Ein auf Geldzahlung gerichtetes Untervermächtnis ist auch bei vermächtnisweisem Erwerb einer begünstigten KG-Beteiligung in voller Höhe abziehbar
BFH 22.7.2015, II R 21/13Die Klägerin hatten aufgrund eines Vermächtnisses ihres im Juli 2007 verstorbenen Vaters 9/16 seines Anteils am Gesellschaftsvermögen einer GmbH & Co. KG erhalten. Den restlichen Anteil erhielt ebenfalls vermächtnisweise ihr Bruder B. Mit den Vermächtnissen war die Ehefrau E. des Vaters als Alleinerbin beschwert. Die Klägerin und B. waren ihrerseits mit dem Untervermächtnis beschwert, an E. eine in entsprechender Anwendung des § 323 ZPO veränderliche lebenslange Versorgungsrente von monatlich 5.000 € zu zahlen.

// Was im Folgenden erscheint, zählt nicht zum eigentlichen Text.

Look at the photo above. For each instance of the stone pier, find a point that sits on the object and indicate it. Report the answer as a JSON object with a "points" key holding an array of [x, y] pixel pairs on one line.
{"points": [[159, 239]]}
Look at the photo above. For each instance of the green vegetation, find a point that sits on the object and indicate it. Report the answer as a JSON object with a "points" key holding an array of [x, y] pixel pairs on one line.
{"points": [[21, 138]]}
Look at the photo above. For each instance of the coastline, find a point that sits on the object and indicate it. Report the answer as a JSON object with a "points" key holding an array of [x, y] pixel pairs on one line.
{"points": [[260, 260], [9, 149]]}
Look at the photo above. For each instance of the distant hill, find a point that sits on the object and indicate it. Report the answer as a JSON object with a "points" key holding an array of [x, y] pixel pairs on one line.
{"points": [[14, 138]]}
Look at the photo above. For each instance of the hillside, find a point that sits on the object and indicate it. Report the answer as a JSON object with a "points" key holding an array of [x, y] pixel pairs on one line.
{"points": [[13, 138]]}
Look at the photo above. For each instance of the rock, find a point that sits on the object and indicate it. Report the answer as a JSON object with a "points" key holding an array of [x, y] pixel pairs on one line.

Das Finanzamt besteuerte den Erwerb der Klägerin nach den Vorschriften des ErbStG, soweit die neuen Vorschriften nach Art. 3 Abs. 1 ErbStRG anwendbar waren. Die Behörde berücksichtigte in dem unter dem Vorbehalt der Nachprüfung stehenden Erbschaftsteuerbescheid die Steuervergünstigungen nach §§ 13a u. 13b ErbStG. Die von der Klägerin an E. zu zahlende Versorgungsrente bewertete es mit 320.190 € und beschränkte deren Abzug gem. § 10 Abs. 6 S. 4 ErbStG. Während des Klageverfahrens erhöhte das Finanzamt die Erbschaftsteuer unter Berücksichtigung von Vorerwerben (§ 14 ErbStG) auf 66.811 €. Für den Anteilserwerb im Wert von 2,7 Mio. € gewährte es die Steuervergünstigungen nach §§ 13a u. 13b ErbStG i.H.v. 2,2 Mio. €. Die Rentenschuld ließ es nur mit einem Teilbetrag von 52.167 € zum Abzug als Nachlassverbindlichkeit zu.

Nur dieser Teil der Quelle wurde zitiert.